しかし、厚生労働省の資料によると、2014年中に追納を行った方の割合はわずか8.9%でした。老齢基礎年金を少しでも増やすために、対象の方は追納をぜひ検討しましょう。

年金を増やす方法2:付加年金に加入する

付加年金は、国民年金に加入している方を対象とした年金の上乗せ制度です。国民年金保険料に月400円上乗せして付加保険料を支払うことで、老齢基礎年金の金額が「200円×付加保険料納付月数」分増えます。

60歳~65歳までの5年間付加年金に加入すると、2万4,000円の付加保険料で老齢基礎年金が年1万2,000円増やせます。年金を2年以上受取ると元が取れ、以後もその増額分を受取れます。

年金を増やす方法3:国民年金基金に加入する

自営業・フリーランスといった国民年金の第1号被保険者には、厚生年金がありません。この厚生年金にあたる部分を自分で作る制度の1つに国民年金基金があります。

国民年金基金では、毎月一定額の掛金を支払うことで老後に年金を受取ることができます。また、終身年金をベースに、一定期間受取れる確定年金を組み合わせることも可能です。

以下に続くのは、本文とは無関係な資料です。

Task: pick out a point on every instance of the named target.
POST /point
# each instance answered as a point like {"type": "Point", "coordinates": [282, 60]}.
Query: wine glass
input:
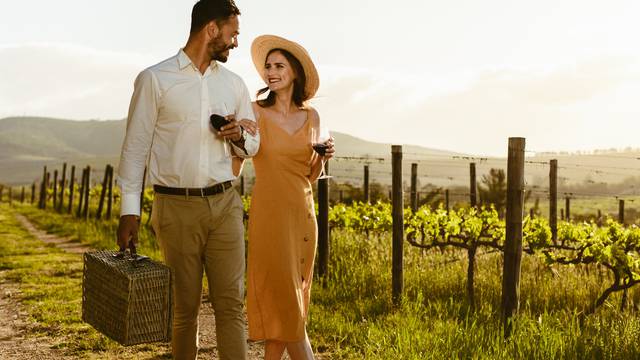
{"type": "Point", "coordinates": [222, 110]}
{"type": "Point", "coordinates": [319, 139]}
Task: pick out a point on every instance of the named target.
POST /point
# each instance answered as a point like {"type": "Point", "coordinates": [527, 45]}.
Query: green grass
{"type": "Point", "coordinates": [353, 316]}
{"type": "Point", "coordinates": [50, 283]}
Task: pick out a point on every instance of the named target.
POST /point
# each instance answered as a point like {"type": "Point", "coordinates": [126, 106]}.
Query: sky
{"type": "Point", "coordinates": [461, 75]}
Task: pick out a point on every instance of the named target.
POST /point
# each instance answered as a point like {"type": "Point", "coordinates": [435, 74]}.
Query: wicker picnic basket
{"type": "Point", "coordinates": [126, 298]}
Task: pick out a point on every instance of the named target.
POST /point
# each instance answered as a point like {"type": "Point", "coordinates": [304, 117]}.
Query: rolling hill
{"type": "Point", "coordinates": [29, 143]}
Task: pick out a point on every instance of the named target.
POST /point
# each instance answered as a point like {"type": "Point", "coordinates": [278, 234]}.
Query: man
{"type": "Point", "coordinates": [197, 217]}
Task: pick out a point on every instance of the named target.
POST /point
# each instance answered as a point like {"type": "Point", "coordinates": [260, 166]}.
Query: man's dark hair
{"type": "Point", "coordinates": [205, 11]}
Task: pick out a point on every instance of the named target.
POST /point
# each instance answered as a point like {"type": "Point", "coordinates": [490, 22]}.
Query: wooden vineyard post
{"type": "Point", "coordinates": [46, 189]}
{"type": "Point", "coordinates": [62, 185]}
{"type": "Point", "coordinates": [87, 188]}
{"type": "Point", "coordinates": [414, 187]}
{"type": "Point", "coordinates": [366, 185]}
{"type": "Point", "coordinates": [55, 190]}
{"type": "Point", "coordinates": [513, 239]}
{"type": "Point", "coordinates": [43, 186]}
{"type": "Point", "coordinates": [323, 227]}
{"type": "Point", "coordinates": [473, 197]}
{"type": "Point", "coordinates": [72, 184]}
{"type": "Point", "coordinates": [446, 200]}
{"type": "Point", "coordinates": [398, 224]}
{"type": "Point", "coordinates": [553, 199]}
{"type": "Point", "coordinates": [81, 193]}
{"type": "Point", "coordinates": [110, 192]}
{"type": "Point", "coordinates": [103, 192]}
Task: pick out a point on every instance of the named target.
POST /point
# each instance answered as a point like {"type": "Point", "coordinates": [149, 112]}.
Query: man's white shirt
{"type": "Point", "coordinates": [168, 124]}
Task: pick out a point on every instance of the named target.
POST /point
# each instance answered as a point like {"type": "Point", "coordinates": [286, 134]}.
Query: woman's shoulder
{"type": "Point", "coordinates": [256, 109]}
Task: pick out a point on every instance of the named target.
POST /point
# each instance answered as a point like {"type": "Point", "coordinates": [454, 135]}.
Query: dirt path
{"type": "Point", "coordinates": [13, 321]}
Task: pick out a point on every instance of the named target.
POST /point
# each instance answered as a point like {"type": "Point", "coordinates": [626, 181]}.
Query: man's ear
{"type": "Point", "coordinates": [212, 29]}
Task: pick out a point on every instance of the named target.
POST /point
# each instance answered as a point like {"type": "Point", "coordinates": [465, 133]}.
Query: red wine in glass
{"type": "Point", "coordinates": [320, 148]}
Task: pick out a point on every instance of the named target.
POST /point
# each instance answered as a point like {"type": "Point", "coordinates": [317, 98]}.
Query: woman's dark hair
{"type": "Point", "coordinates": [205, 11]}
{"type": "Point", "coordinates": [299, 83]}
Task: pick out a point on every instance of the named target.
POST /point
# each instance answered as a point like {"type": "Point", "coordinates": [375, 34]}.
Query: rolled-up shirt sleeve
{"type": "Point", "coordinates": [141, 121]}
{"type": "Point", "coordinates": [245, 111]}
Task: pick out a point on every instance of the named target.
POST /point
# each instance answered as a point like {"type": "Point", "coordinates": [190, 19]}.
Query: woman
{"type": "Point", "coordinates": [282, 222]}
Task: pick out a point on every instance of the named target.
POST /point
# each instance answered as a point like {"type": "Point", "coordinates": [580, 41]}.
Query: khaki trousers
{"type": "Point", "coordinates": [199, 234]}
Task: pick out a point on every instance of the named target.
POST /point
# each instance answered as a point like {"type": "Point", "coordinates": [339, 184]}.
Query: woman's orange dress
{"type": "Point", "coordinates": [282, 234]}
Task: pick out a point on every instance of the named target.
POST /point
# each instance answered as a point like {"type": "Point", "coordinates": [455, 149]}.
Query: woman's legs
{"type": "Point", "coordinates": [300, 350]}
{"type": "Point", "coordinates": [273, 350]}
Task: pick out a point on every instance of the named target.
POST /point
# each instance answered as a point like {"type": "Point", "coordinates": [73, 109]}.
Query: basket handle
{"type": "Point", "coordinates": [132, 251]}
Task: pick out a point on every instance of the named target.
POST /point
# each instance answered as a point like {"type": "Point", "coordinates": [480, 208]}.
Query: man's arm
{"type": "Point", "coordinates": [143, 114]}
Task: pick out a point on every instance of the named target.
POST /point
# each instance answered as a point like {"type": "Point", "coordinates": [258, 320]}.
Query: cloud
{"type": "Point", "coordinates": [67, 81]}
{"type": "Point", "coordinates": [584, 105]}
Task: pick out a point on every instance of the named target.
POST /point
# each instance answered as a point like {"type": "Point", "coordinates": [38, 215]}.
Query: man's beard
{"type": "Point", "coordinates": [217, 49]}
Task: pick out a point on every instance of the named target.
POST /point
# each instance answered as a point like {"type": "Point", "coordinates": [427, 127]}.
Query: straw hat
{"type": "Point", "coordinates": [265, 43]}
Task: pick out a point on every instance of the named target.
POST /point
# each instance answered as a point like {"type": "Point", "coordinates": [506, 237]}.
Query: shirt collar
{"type": "Point", "coordinates": [184, 61]}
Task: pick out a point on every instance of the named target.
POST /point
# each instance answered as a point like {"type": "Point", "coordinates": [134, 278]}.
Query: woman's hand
{"type": "Point", "coordinates": [250, 126]}
{"type": "Point", "coordinates": [330, 151]}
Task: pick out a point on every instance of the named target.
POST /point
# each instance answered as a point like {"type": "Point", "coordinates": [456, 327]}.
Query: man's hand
{"type": "Point", "coordinates": [249, 126]}
{"type": "Point", "coordinates": [231, 131]}
{"type": "Point", "coordinates": [128, 230]}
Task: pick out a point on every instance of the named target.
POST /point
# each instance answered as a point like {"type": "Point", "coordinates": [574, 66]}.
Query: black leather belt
{"type": "Point", "coordinates": [202, 192]}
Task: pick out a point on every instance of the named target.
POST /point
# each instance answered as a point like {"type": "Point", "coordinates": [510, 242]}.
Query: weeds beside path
{"type": "Point", "coordinates": [40, 301]}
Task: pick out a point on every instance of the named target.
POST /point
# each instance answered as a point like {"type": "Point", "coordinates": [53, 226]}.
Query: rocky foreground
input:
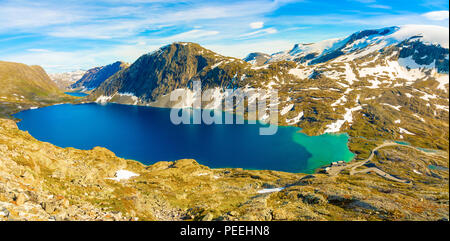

ただし付加年金とは併用できず、後述するiDeCoと併用することはできるため注意が必要です。

  • iDeCoと併用する場合、掛金の枠を共有することになります。(執筆時点では月額6万8,000円)

年金を増やす方法4:60歳以降も厚生年金に加入しながら働く

国民年金の加入は原則60歳までですが、厚生年金は70歳まで加入でき、厚生年金保険料を納めることができます。60歳以降も厚生年金に加入して働くことで、老齢厚生年金が増えます。
60歳以降も働くと給与や賞与などの収入も得られます。勤め先の健康保険にも加入できるので、保険料も抑えることができます。そのうえ老齢厚生年金も増えるのですから、メリットが大きいでしょう。

年金を増やす方法5:年金を繰り下げ受給する

老齢年金の受取りを66歳~75歳の間に遅らせる「繰り下げ受給」をすると、年金額が増えます。繰り下げ受給では、受給開始を1カ月遅らせるごとに受取れる年金額が0.7%ずつ増加します。最大で75歳まで繰り下げることで年金額が84%増加します。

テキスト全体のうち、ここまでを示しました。